After paying the more than reasonable entry fee of just four soles each, we went into the park to find the first of many illuminated fountains. For me the star attraction was the appropriately-named Fantasia Fountain (Fuente de la Fantasia): a huge line of water features with different coloured lights that you can see in the photo below. It’s 120 metres long! The show was set to music, mostly dramatic classical pieces which worked perfectly. They also threw in some traditional music from around the world and I think as we approached there was a crazy ‘Alvin and the Chipmunks’ style song playing too!

Some of the pieces of music were accompanied by a projection of a dancer. I didn’t notice this at first, there’s so much going on after all! Once you notice it though it’s really special!

It felt like our group stood for ages watching the show. It was mesmerising and I just couldn’t stop taking photos! After breaking the spell we went over to the park’s tallest fountain. This one is called ‘Fuente Mágica’ (Magic Fountain). In the centre is a jet which shoots water to a height of over 80m! Certainly not as showy as the previous lot, but the giant jet of water in the middle was pretty cool. Next up was the brilliantly-named ‘Tunnel of Surprises’! As you can see below, this was a red-lit tunnel of water that you could walk through. Our group had some fun taking photos and videos inside and emerged out the other side relatively dry. But for some of us that was about to change…
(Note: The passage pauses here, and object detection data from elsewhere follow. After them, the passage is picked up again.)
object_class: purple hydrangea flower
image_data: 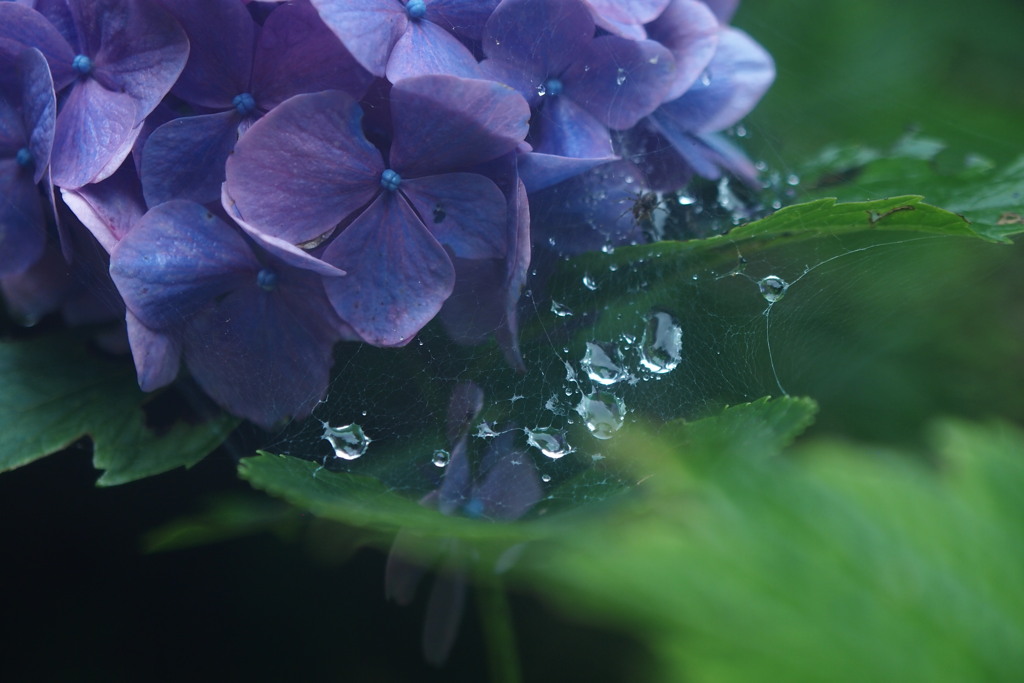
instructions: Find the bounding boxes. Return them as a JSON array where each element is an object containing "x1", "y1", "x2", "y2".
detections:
[
  {"x1": 0, "y1": 0, "x2": 188, "y2": 187},
  {"x1": 141, "y1": 0, "x2": 372, "y2": 206},
  {"x1": 110, "y1": 200, "x2": 344, "y2": 427},
  {"x1": 0, "y1": 39, "x2": 56, "y2": 276},
  {"x1": 225, "y1": 76, "x2": 529, "y2": 346},
  {"x1": 311, "y1": 0, "x2": 499, "y2": 83}
]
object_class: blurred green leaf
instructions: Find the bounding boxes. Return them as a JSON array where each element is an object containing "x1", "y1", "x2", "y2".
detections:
[{"x1": 0, "y1": 335, "x2": 238, "y2": 486}]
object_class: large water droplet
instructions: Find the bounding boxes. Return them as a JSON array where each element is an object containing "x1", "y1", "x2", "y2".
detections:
[
  {"x1": 523, "y1": 427, "x2": 574, "y2": 460},
  {"x1": 580, "y1": 342, "x2": 625, "y2": 386},
  {"x1": 577, "y1": 391, "x2": 626, "y2": 439},
  {"x1": 640, "y1": 312, "x2": 683, "y2": 375},
  {"x1": 323, "y1": 423, "x2": 371, "y2": 460},
  {"x1": 758, "y1": 275, "x2": 790, "y2": 303}
]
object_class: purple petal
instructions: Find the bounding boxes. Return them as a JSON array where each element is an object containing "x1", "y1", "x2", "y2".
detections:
[
  {"x1": 50, "y1": 79, "x2": 139, "y2": 187},
  {"x1": 390, "y1": 76, "x2": 529, "y2": 177},
  {"x1": 483, "y1": 0, "x2": 594, "y2": 78},
  {"x1": 86, "y1": 0, "x2": 188, "y2": 125},
  {"x1": 226, "y1": 90, "x2": 384, "y2": 244},
  {"x1": 141, "y1": 110, "x2": 240, "y2": 207},
  {"x1": 324, "y1": 194, "x2": 455, "y2": 346},
  {"x1": 125, "y1": 310, "x2": 181, "y2": 391},
  {"x1": 252, "y1": 3, "x2": 373, "y2": 110},
  {"x1": 310, "y1": 0, "x2": 409, "y2": 76},
  {"x1": 0, "y1": 159, "x2": 46, "y2": 276},
  {"x1": 401, "y1": 173, "x2": 505, "y2": 258},
  {"x1": 0, "y1": 2, "x2": 75, "y2": 90},
  {"x1": 387, "y1": 15, "x2": 480, "y2": 83},
  {"x1": 563, "y1": 36, "x2": 675, "y2": 130},
  {"x1": 165, "y1": 0, "x2": 257, "y2": 109},
  {"x1": 647, "y1": 0, "x2": 719, "y2": 101}
]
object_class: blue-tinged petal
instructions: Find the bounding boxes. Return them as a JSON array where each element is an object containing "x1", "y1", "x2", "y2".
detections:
[
  {"x1": 85, "y1": 0, "x2": 188, "y2": 125},
  {"x1": 0, "y1": 2, "x2": 75, "y2": 90},
  {"x1": 324, "y1": 193, "x2": 455, "y2": 346},
  {"x1": 165, "y1": 0, "x2": 258, "y2": 109},
  {"x1": 111, "y1": 200, "x2": 260, "y2": 332},
  {"x1": 519, "y1": 152, "x2": 618, "y2": 193},
  {"x1": 226, "y1": 90, "x2": 384, "y2": 244},
  {"x1": 387, "y1": 16, "x2": 480, "y2": 83},
  {"x1": 483, "y1": 0, "x2": 594, "y2": 77},
  {"x1": 424, "y1": 0, "x2": 500, "y2": 40},
  {"x1": 50, "y1": 79, "x2": 138, "y2": 187},
  {"x1": 390, "y1": 76, "x2": 529, "y2": 177},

After the tunnel, we went to one of the park’s interactive pieces. This was a circular maze of fountains that you could run inside. They were on timers that kept changing and there were big jets of water shooting across the middle too. You could attempt to navigate the maze or just try to run to the centre when the water was briefly turned off. I got a bit wet having a go at this, but Ania and Kate did a lot better:

Next we walked through a tunnel (of concrete this time, not water) to the other side of the park, seeing lots of information including how people use water in the modern world and how much of the human body is made up of water; before seeing one final fountain and making our exit.

The night was like the aquatic equivalent of a fireworks display! El Circuito Mágico del Agua is a beautiful tourist attraction that provided us with one of the most memorable nights of our entire nine-month trip so far.

So lots of information there, blog fans. Our time in Lima flew by, and now I see that´s because we crammed so much in! Thanks as always for reading.

1 comment:

  1. Ania by the Miraflores pier is *just* like Brighton! What a great time. I wonder, though, why Stu's wiki on Pisca sour is longer than Ania's on Juanita the Ice Maiden? Have you got your priorities right? lol

    Interesting about the archaeological site in the middle of Lima. Reminds me of how I once took Ania and Mina to one of Asoka's inscriptions (300 BC) in the middle of Delhi. We were able to walk right to it, no barriers, and I got Ania and Mina to trace it a bit with their fingers. More recently, the Archaeology dept. has put barriers around it.